DUBAI (Reuters) – Iran’s central bank said on Saturday it was taking legal steps to counter a lawsuit filed in a U.S. court by creditors seeking to seize $1.7 billion of its assets held by Deutsche Boerse’s (DE:) Clearstream unit.
The German stock exchange operator said earlier the creditors had filed the suit in a New York court seeking to require Clearstream to surrender assets that allegedly belong to Iran’s central bank. It said the clearing house considers the claims to be unfounded and will take steps to defeat them.
Amir Hossein Tayyebi Fard, a deputy governor of the Iranian central bank, said in a statement: “After repeated legal defeats in Luxembourg, the U.S. plaintiffs are seeking legal action in U.S. courts against Clearstream. Serious legal action is also underway to counter these measures.”

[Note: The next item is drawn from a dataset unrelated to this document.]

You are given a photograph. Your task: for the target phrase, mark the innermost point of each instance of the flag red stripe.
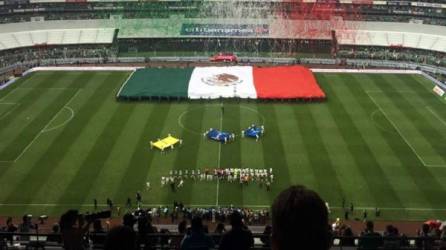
(286, 82)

Tayyebi Fard did not give details of the bank’s legal measures to prevent a seizure of the assets which he said were worth $1.7 billion, according to the statement posted on the bank’s website.
U.S. authorities have targeted Luxembourg-based Clearstream for years in an investigation over whether it violated U.S. money laundering and Iran sanction laws. Deutsche Boerse has denied wrongdoing.

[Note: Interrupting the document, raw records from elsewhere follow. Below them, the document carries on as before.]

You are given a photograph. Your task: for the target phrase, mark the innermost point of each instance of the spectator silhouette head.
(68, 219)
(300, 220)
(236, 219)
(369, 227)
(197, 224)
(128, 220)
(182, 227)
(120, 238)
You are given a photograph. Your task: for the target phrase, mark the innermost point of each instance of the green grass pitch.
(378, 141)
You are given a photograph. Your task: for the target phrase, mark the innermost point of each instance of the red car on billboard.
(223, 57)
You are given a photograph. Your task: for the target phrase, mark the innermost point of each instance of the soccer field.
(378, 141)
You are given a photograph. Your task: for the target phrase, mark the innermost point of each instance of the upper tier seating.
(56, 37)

In 2019, a Luxembourg court refused to enforce a U.S. ruling that would have helped families of victims of the Sept. 11, 2001 attacks claim Iranian assets held with Clearstream.

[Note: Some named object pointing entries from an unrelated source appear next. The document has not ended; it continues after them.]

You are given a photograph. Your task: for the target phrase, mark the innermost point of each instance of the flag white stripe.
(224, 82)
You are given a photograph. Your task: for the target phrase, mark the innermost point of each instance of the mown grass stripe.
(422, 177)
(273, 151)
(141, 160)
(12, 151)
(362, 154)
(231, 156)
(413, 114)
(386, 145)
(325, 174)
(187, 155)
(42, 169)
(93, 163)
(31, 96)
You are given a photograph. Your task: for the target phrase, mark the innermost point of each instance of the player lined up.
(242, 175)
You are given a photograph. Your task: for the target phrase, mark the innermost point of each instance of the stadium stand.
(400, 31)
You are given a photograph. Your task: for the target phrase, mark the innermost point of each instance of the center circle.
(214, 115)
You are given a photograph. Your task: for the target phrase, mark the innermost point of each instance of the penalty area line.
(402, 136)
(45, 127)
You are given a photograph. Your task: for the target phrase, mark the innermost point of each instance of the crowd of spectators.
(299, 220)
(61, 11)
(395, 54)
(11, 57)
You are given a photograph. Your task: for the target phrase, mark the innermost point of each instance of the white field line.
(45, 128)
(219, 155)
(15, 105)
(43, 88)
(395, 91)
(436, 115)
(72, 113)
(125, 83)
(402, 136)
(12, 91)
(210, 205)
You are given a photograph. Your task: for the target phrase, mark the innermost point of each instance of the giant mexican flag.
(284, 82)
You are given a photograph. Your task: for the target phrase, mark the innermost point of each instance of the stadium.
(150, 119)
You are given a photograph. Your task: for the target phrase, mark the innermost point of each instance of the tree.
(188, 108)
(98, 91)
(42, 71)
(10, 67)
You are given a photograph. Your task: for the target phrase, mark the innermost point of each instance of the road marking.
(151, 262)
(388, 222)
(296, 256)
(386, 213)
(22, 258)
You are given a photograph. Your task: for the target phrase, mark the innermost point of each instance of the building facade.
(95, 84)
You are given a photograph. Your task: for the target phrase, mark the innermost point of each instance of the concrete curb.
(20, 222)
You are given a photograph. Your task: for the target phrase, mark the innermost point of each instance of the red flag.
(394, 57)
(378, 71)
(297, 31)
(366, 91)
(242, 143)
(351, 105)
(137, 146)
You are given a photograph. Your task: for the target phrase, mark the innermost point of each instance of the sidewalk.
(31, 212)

In 2012, a New York court found there was evidence to show that Iran provided “material support and resources to al Qaeda for acts of terrorism”. The militant group carried out the hijacked plane attacks on New York and Washington.
That court awarded the plaintiffs damages of over $7 billion. Iran denies any links to Al Qaeda or any involvement in the Sept. 11 attacks.